Ministers set quotas above scientific advice for 14 of these 16 stocks (see table below).

Of additional concern is that most of these stocks will now be subject to double overfishing because of the failed “discard ban”.

Ministers have not only ignored the scientific advice on fishing mortality but have also put aside warnings that the true level of catches are in excess because extra “top-up” quotas envisaged as compensation for the landing obligation have been allocated, primarily to the bottom trawl segment, despite illegal discarding being prevalent and acknowledged by scientists, observers and fishery control agencies.

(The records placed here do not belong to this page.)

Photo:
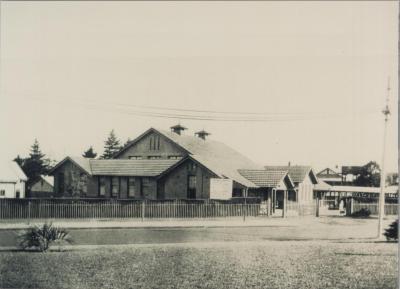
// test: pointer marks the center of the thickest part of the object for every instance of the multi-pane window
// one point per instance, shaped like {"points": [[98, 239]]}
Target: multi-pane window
{"points": [[174, 157], [192, 167], [102, 186], [154, 157], [61, 183], [131, 187], [192, 182], [114, 186]]}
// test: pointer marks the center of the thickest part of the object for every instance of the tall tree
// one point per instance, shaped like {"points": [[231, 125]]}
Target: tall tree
{"points": [[369, 175], [111, 146], [89, 153], [36, 164]]}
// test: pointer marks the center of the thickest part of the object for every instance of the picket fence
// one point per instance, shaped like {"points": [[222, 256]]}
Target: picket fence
{"points": [[390, 209], [97, 209]]}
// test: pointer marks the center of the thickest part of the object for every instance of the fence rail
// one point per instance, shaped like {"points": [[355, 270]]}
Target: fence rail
{"points": [[390, 209], [42, 209]]}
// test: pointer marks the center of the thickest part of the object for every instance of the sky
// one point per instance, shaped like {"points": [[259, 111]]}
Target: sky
{"points": [[70, 72]]}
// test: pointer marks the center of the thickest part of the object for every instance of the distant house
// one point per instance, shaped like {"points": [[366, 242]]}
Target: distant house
{"points": [[162, 164], [304, 180], [12, 180], [330, 177], [43, 187]]}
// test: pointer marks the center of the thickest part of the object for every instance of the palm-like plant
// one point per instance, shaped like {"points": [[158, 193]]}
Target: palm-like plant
{"points": [[41, 237]]}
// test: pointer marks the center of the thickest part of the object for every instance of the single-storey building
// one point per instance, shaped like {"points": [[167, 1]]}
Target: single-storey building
{"points": [[330, 177], [162, 164], [12, 180], [43, 187], [304, 180]]}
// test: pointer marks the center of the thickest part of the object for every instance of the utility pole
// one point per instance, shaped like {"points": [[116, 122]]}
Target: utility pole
{"points": [[386, 113]]}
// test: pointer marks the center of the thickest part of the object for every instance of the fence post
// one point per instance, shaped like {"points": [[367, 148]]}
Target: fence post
{"points": [[284, 204], [29, 211], [143, 209]]}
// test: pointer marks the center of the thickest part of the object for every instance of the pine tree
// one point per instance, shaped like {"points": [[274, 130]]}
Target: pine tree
{"points": [[111, 146], [89, 153], [36, 164]]}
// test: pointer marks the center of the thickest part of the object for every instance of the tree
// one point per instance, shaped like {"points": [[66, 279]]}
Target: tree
{"points": [[369, 175], [89, 153], [34, 165], [111, 146]]}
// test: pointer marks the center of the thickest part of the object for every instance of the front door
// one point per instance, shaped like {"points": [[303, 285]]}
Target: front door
{"points": [[191, 192]]}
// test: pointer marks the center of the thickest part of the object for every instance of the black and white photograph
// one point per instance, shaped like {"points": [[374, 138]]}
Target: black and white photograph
{"points": [[199, 144]]}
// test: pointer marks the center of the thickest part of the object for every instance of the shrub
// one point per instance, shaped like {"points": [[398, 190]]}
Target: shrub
{"points": [[41, 237], [363, 213], [392, 233]]}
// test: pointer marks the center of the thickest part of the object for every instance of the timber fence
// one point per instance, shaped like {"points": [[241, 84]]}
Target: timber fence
{"points": [[137, 209], [390, 209]]}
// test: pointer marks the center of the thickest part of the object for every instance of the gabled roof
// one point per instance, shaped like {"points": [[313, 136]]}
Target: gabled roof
{"points": [[297, 173], [82, 163], [48, 179], [11, 172], [143, 168], [117, 167], [328, 173], [265, 178], [216, 156]]}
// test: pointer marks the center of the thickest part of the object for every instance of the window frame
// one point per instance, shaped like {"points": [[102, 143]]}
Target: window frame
{"points": [[112, 185], [100, 186], [134, 187]]}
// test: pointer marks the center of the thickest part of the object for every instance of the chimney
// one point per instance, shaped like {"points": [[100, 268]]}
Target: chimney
{"points": [[178, 129], [202, 134]]}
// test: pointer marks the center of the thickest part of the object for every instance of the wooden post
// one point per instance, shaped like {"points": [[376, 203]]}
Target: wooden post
{"points": [[29, 211], [284, 204]]}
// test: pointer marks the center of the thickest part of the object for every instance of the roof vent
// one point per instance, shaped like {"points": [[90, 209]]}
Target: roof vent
{"points": [[202, 134], [177, 129]]}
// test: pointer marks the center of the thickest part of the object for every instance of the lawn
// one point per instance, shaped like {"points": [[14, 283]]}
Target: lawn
{"points": [[261, 264]]}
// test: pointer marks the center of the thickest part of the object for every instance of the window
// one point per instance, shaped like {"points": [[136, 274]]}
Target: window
{"points": [[154, 144], [131, 187], [154, 157], [102, 186], [192, 167], [135, 157], [61, 183], [114, 186], [192, 182], [174, 157], [146, 187]]}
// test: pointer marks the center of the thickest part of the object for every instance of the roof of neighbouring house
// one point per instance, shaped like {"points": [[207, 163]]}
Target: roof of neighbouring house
{"points": [[120, 167], [265, 178], [357, 189], [48, 179], [328, 173], [322, 186], [11, 172], [297, 173]]}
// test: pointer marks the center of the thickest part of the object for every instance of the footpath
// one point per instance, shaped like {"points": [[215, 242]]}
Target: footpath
{"points": [[159, 223]]}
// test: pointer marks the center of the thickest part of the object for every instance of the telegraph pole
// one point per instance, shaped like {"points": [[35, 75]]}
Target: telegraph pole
{"points": [[386, 113]]}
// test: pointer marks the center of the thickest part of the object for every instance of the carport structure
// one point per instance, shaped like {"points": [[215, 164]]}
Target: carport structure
{"points": [[275, 188]]}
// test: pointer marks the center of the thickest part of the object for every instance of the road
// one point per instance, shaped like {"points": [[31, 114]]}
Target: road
{"points": [[328, 229]]}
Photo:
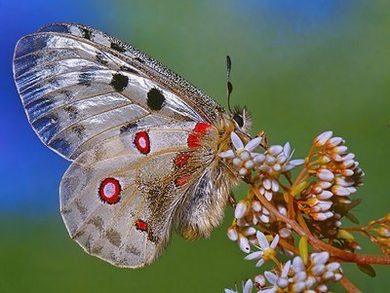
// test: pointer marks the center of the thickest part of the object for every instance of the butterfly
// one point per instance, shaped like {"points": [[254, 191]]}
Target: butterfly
{"points": [[142, 141]]}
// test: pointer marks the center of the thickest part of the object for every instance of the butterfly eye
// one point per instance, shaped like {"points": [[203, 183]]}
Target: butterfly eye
{"points": [[239, 120]]}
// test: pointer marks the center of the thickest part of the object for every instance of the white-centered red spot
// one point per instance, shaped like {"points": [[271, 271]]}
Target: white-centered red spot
{"points": [[181, 159], [194, 138], [141, 225], [182, 180], [142, 142], [109, 190]]}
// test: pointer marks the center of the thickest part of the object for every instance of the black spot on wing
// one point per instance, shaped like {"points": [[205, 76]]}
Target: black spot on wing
{"points": [[119, 81], [101, 58], [139, 60], [155, 99], [118, 47], [128, 127], [86, 33], [79, 130]]}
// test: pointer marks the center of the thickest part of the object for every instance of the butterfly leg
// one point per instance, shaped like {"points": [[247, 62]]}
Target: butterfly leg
{"points": [[264, 139], [232, 200]]}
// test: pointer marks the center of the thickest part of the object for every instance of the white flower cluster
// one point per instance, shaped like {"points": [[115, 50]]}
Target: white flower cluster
{"points": [[338, 175], [247, 214], [295, 276], [270, 165]]}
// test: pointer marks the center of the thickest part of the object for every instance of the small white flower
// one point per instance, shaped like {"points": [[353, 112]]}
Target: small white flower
{"points": [[236, 141], [265, 251], [243, 158], [322, 139], [240, 210], [325, 175], [232, 234], [248, 286], [244, 244]]}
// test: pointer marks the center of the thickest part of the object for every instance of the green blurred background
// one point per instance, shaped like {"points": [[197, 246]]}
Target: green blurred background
{"points": [[301, 67]]}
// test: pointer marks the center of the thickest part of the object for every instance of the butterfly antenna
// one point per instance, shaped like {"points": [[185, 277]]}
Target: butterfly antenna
{"points": [[229, 86]]}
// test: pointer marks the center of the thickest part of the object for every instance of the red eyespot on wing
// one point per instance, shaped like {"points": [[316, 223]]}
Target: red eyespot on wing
{"points": [[109, 190], [142, 142], [181, 159], [182, 180], [193, 140], [141, 225]]}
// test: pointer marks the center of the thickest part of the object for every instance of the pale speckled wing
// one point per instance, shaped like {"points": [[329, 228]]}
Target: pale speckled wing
{"points": [[204, 202], [80, 86], [132, 231]]}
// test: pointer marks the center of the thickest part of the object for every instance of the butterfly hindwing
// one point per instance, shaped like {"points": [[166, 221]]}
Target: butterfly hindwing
{"points": [[119, 199], [77, 92]]}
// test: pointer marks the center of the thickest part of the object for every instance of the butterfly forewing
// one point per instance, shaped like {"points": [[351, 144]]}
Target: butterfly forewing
{"points": [[136, 133], [77, 92]]}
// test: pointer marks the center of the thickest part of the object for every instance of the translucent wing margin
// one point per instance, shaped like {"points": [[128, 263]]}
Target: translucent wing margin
{"points": [[80, 86]]}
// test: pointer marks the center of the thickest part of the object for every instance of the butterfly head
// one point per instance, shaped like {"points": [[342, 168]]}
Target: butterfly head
{"points": [[241, 118]]}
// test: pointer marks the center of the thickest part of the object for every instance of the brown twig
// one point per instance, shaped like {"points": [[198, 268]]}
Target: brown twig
{"points": [[349, 286], [320, 245]]}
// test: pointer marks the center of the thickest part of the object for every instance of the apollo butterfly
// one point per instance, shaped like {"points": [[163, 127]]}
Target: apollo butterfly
{"points": [[143, 142]]}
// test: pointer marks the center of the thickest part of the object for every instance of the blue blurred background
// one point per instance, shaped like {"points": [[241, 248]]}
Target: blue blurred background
{"points": [[301, 66]]}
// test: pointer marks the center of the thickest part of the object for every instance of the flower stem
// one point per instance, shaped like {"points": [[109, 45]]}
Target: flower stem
{"points": [[320, 245], [347, 284]]}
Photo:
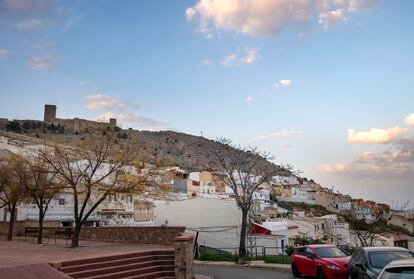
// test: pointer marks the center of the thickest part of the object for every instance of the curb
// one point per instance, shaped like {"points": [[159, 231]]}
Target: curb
{"points": [[281, 267]]}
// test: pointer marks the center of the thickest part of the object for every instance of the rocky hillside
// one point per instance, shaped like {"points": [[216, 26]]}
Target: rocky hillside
{"points": [[164, 148]]}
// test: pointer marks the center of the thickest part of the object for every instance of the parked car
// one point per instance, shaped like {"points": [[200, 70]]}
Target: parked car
{"points": [[321, 261], [367, 262], [399, 269]]}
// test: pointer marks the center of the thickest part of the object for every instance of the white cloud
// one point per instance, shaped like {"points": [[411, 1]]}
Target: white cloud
{"points": [[42, 63], [282, 83], [33, 24], [205, 62], [229, 60], [27, 6], [375, 135], [131, 120], [190, 13], [248, 56], [283, 134], [270, 17], [249, 99], [100, 101], [410, 119], [4, 53], [251, 55], [332, 168], [328, 19]]}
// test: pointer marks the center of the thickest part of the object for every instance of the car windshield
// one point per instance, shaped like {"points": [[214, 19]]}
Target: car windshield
{"points": [[329, 252], [381, 259], [399, 273]]}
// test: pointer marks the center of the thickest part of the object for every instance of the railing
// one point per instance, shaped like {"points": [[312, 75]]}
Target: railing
{"points": [[231, 253]]}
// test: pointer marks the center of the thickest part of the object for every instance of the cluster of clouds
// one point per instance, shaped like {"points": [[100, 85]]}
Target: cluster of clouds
{"points": [[280, 134], [396, 160], [116, 107], [260, 18], [277, 85], [34, 20], [248, 56]]}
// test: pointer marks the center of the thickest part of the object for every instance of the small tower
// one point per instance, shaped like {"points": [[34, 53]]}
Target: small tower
{"points": [[112, 122], [50, 113]]}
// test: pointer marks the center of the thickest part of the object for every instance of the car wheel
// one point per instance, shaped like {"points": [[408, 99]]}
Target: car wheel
{"points": [[295, 271], [320, 274]]}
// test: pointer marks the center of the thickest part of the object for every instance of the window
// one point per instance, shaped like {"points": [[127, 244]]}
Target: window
{"points": [[381, 259], [308, 252], [399, 273], [330, 252]]}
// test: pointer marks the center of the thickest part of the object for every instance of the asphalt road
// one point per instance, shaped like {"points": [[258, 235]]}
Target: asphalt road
{"points": [[230, 272]]}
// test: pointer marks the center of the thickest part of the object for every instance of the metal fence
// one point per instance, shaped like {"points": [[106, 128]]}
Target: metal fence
{"points": [[257, 252]]}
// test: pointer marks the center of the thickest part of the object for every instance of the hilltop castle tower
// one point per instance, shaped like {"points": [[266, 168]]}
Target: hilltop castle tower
{"points": [[50, 113]]}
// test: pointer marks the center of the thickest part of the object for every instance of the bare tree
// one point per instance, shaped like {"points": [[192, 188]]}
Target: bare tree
{"points": [[92, 169], [41, 186], [11, 188], [366, 229], [246, 169]]}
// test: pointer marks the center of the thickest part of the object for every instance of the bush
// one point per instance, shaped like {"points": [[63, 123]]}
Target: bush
{"points": [[218, 257], [289, 250], [277, 259]]}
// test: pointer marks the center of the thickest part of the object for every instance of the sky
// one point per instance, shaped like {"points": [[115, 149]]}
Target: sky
{"points": [[324, 85]]}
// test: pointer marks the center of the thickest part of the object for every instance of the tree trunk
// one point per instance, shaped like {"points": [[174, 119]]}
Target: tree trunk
{"points": [[40, 235], [76, 234], [242, 245], [11, 223]]}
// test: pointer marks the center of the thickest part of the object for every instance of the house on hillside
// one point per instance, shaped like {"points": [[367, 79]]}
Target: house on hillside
{"points": [[401, 221]]}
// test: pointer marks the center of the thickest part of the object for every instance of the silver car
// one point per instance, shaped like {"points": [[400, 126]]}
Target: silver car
{"points": [[399, 269]]}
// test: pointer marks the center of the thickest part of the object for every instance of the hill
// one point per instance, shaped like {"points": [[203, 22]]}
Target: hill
{"points": [[163, 148]]}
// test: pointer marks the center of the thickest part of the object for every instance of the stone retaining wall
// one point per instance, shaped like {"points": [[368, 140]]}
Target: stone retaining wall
{"points": [[142, 235]]}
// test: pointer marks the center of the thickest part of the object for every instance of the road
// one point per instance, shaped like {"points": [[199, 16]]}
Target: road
{"points": [[230, 272]]}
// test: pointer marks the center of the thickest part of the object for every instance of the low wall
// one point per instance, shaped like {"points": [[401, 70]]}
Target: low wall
{"points": [[19, 226], [142, 235], [183, 243], [184, 246], [163, 235]]}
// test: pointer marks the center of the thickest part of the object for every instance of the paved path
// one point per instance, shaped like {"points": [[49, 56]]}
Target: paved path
{"points": [[230, 272], [20, 252]]}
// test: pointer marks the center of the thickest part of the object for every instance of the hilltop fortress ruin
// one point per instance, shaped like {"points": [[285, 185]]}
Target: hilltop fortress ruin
{"points": [[76, 125], [51, 122]]}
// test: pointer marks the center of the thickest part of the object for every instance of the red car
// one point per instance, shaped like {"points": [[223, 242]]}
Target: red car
{"points": [[320, 261]]}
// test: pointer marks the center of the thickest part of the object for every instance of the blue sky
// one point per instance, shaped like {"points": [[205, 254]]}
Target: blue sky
{"points": [[291, 77]]}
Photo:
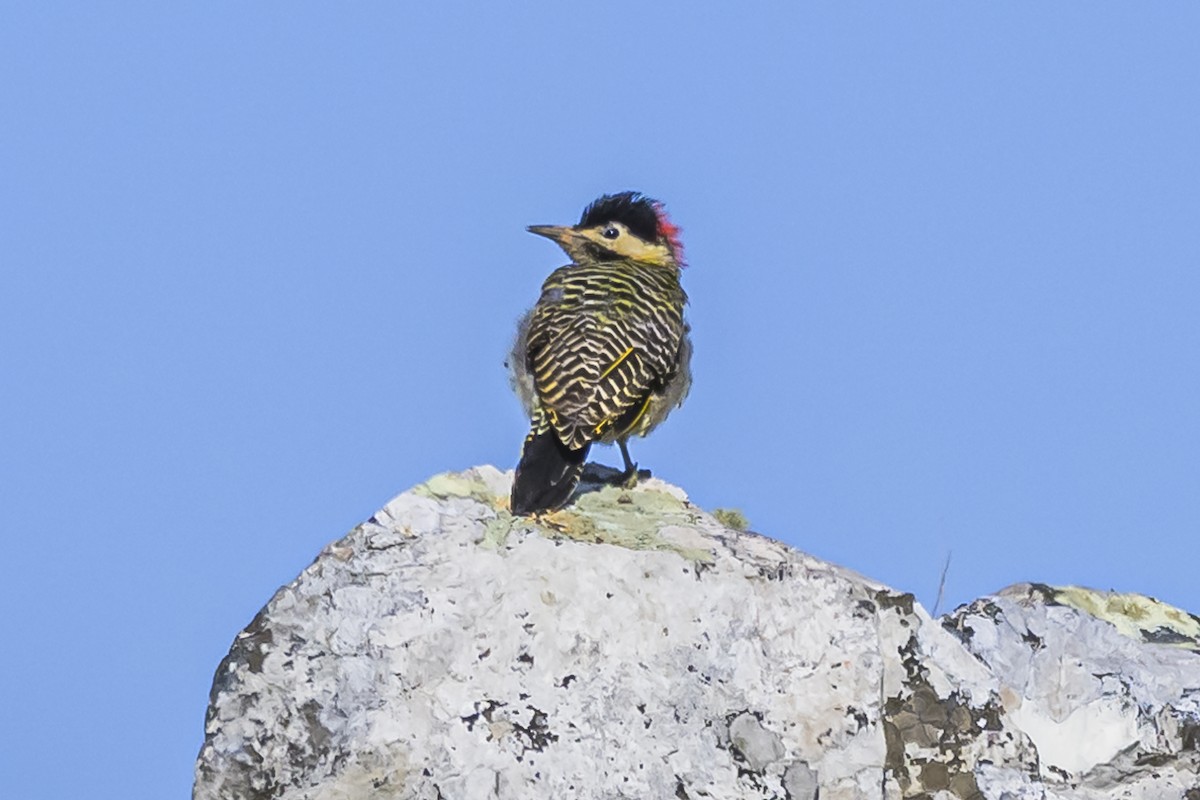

During the EU-Norway quota negotiations in early December this practice was explicitly criticised by the Norwegian Delegation who stated “that setting a TAC based on the assumption of perfect compliance with the landing obligation for fisheries previously associated with high levels of discards, might lead to fishing pressures well above Fmsy and no improvement in exploitation pattern. The concern includes loss of future yield as well as underreported catches leading to serious bias in the future stock assessments to be used for management decisions”.

These sixteen stocks have all been overfished, with biomass depleted to low levels at which recruitment can fail for most of the stocks. Moreover, data on Bmsy (maximum sustainable yield in terms of biomass) has yet to be developed, despite the EU committing to manage stocks in such a way that biomass exceeds this level by 2020.

Much work needs to be done next year for most stocks to be managed at “green light” levels. With the deadline for achieving both MSY for all stocks and Good Environmental Status under the Marine Strategy Framework Directive by 2020, unless immediate changes are made, fishers and managers will be left looking over a cliff edge next year.